By Richard Batman. San Diego: Harcourt Brace, Jovanovich, Publishers, 1985. Notes. Bibliography. Maps. Index. Illustrations. 384 Pages. $18.95
Reviewed by John E. Baur, Professor of History at California State University, Northridge and author of four books and several articles on California and Western American history.
Readers of this book will be impressed by the numerous coasts and ports which give a global aspect to the implications of the “Outer Coast,” the “very edge of the world,” as Batman calls Alta California before 1840. His work is based on many indispensable primary and a harvest of excellent secondary studies of commercial and exploratory voyages and incursions into the then fabled area, starting with the settling Spaniards themselves under Governor Caspar de Portola and Father Junipero Serra in 1769. Detailed as this work of high adventure and true color is, the author notes that he has avoided the merely interesting and included only mainstream episodes typical of California’s frontier developments.
Although Richard Batman admits that his story is not new in revealed facts, it is a contribution through its treatment of these adventures. He succeeds in capturing how it “felt” to sojourn or live in the area of so much great future import. It is fresh, too, in its chronological but not dull presentation. Literally year by year he moves. To begin, Batman introduces Serra and Portola en route through Baja California to San Diego, Daniel Boone trekking west to Kentucky, and James Cook on his first Pacific voyage, all on 14 May, 1769. Sometimes worldwide exploits at first seem isolated from each other, but eventually they form patterns of those who will metamorphose the “Outer Coast.” At times readers not versed in California’s past may lag behind John Ledyard in Asia and Africa, British and Yankee traders at Nootka Sound, and the Patties trapping in New Mexico. They will not, however, be bored. The author clearly knows how to hold readers by valid stratagems. One interested in California will glean many detailed human interest anecdotes of revealing significance.

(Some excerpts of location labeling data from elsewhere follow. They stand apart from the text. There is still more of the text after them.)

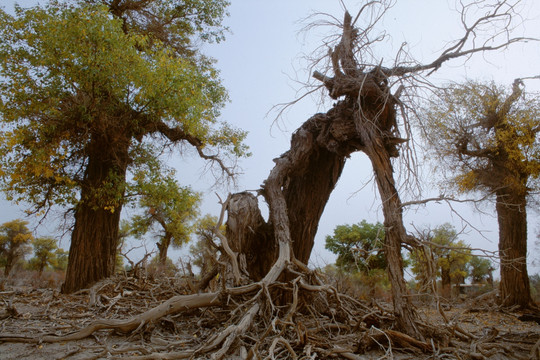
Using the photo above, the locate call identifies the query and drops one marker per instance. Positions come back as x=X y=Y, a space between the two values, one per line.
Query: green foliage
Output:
x=486 y=136
x=44 y=253
x=14 y=243
x=535 y=287
x=83 y=75
x=359 y=247
x=203 y=252
x=480 y=269
x=442 y=255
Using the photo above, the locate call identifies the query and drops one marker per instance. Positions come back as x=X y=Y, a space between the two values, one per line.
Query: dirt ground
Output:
x=30 y=314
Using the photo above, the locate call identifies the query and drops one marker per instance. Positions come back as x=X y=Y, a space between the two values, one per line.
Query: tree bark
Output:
x=446 y=283
x=94 y=239
x=512 y=218
x=318 y=152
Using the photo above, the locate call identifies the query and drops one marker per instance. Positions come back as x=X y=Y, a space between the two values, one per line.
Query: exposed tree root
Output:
x=249 y=322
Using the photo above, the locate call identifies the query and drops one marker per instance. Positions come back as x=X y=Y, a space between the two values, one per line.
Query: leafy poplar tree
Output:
x=14 y=243
x=44 y=253
x=92 y=91
x=487 y=139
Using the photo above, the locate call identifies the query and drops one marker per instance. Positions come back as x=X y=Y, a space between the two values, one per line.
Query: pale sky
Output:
x=259 y=62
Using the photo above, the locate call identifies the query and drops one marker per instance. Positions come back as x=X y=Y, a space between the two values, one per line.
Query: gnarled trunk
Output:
x=395 y=233
x=317 y=156
x=512 y=218
x=94 y=239
x=163 y=247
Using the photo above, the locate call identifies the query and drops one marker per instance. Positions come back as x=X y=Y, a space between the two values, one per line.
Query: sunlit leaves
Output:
x=359 y=247
x=14 y=243
x=484 y=142
x=80 y=73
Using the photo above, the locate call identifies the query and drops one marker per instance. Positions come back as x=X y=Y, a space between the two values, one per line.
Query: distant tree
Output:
x=61 y=260
x=44 y=253
x=14 y=243
x=94 y=89
x=487 y=140
x=169 y=211
x=359 y=247
x=448 y=254
x=480 y=270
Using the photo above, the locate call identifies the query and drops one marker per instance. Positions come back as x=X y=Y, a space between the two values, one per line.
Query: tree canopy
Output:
x=168 y=210
x=486 y=135
x=443 y=255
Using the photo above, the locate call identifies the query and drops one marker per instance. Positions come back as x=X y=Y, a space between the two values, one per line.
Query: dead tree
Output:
x=364 y=119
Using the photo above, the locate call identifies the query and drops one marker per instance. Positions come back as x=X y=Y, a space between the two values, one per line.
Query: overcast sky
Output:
x=262 y=58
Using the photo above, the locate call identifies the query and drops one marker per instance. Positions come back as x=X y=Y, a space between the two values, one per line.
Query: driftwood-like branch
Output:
x=176 y=134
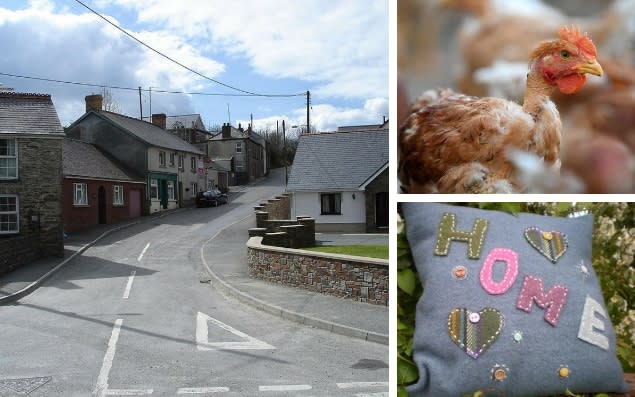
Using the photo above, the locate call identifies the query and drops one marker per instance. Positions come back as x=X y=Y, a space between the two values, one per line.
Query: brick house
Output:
x=172 y=168
x=96 y=189
x=341 y=180
x=246 y=150
x=30 y=179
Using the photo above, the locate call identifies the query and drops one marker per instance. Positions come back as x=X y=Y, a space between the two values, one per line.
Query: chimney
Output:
x=159 y=119
x=94 y=102
x=227 y=131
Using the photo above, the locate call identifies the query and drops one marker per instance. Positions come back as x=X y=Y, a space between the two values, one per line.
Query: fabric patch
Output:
x=590 y=323
x=475 y=332
x=553 y=300
x=447 y=232
x=511 y=271
x=551 y=244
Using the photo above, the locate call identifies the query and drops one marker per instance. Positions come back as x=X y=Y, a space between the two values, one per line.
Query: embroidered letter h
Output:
x=447 y=233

Although Batman introduces many Spanish, Indian, Mexican, and Yankee institutions, techniques, tools, foods and habits, several episodes could have been clearer had the background been more thoroughly presented. It is also unfortunate that he has eliminated all Spanish accents, which probably would have helped many Anglo readers to avoid mispronunciations. It is moot whether specific footnotes would have been more helpful than his general chapter notes and the useful bibliography. The illustrations are most welcome.
Inevitably in a work on “The Outer Coast,” San Diego, where white men first discovered and settled California’s shores, enjoys frequent reference. Here California buffs meet many old friends of early San Diego as they trade, settle, or pass through — Portolá and Serra, Governor Joseí Mar&i´a Echeandía, Jedediah Smith, James and Sylvester Pattie, William Gale, Richard Henry Dana (twice, 23 years apart), Henry D. Fitch, the sea otter-men George Yount and Isaac Sparks, and William Shaler of the Lelia Byrd. A strong point of The Outer Coast is the description it provides of the interrelationships of these men of derring-do and dollar-collecting, and occasionally their women folk. The diplomatic implications for Spain, Mexico, Britain, France, Russia and the United States are sometimes lightly and at other times deeply covered.

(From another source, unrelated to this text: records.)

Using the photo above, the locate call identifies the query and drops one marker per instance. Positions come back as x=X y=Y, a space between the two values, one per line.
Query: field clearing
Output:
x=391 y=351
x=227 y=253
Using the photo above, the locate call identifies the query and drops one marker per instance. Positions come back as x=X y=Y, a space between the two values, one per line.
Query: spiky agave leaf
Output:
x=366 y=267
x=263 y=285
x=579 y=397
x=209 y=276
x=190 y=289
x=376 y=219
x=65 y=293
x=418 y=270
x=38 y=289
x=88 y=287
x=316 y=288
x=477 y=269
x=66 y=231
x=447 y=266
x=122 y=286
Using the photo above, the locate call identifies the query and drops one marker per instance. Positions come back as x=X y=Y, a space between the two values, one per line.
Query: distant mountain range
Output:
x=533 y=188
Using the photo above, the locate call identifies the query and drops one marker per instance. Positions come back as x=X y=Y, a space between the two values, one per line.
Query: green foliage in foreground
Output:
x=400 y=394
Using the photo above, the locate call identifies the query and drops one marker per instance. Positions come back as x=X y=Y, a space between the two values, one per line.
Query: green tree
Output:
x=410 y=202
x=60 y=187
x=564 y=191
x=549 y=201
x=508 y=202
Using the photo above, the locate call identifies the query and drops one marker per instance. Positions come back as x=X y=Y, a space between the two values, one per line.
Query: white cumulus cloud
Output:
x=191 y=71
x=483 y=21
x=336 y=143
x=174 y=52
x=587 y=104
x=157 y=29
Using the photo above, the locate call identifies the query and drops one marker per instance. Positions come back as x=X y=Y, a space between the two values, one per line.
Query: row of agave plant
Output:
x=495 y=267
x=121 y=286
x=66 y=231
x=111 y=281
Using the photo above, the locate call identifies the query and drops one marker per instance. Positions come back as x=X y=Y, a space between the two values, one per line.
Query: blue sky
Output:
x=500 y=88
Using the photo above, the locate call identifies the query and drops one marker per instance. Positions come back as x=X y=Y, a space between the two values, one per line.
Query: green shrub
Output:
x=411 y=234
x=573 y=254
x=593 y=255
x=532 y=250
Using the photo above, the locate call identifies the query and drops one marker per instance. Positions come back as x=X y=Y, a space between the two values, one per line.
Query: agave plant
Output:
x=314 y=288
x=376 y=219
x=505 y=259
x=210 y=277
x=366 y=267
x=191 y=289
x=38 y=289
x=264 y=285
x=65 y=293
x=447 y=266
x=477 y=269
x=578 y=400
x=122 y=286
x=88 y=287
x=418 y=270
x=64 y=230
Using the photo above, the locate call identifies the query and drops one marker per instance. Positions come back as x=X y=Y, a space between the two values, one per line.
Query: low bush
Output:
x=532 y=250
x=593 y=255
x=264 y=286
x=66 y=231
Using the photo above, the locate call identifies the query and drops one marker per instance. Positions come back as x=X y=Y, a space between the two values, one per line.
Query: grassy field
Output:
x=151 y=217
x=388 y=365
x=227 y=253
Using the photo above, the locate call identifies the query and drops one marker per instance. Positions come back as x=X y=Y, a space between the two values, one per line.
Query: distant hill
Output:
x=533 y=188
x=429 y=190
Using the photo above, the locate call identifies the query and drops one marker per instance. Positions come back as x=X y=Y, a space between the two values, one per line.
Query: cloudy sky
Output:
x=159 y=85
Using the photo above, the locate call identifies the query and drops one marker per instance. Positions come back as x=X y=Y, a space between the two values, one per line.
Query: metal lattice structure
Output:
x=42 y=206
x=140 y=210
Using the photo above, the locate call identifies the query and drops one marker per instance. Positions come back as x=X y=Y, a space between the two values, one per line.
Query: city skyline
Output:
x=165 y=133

Richard Batman’s background as an expert of Mexican Era California has enriched his presentation. California specialists may not learn major facts nor meet new interpretations here, but average readers will be both satisfied and enlightened, and San Diegans will agree that their region’s historic significance prior to 1840 is again illustrated and confirmed. Any myth of isolation is soundly contradicted on every page!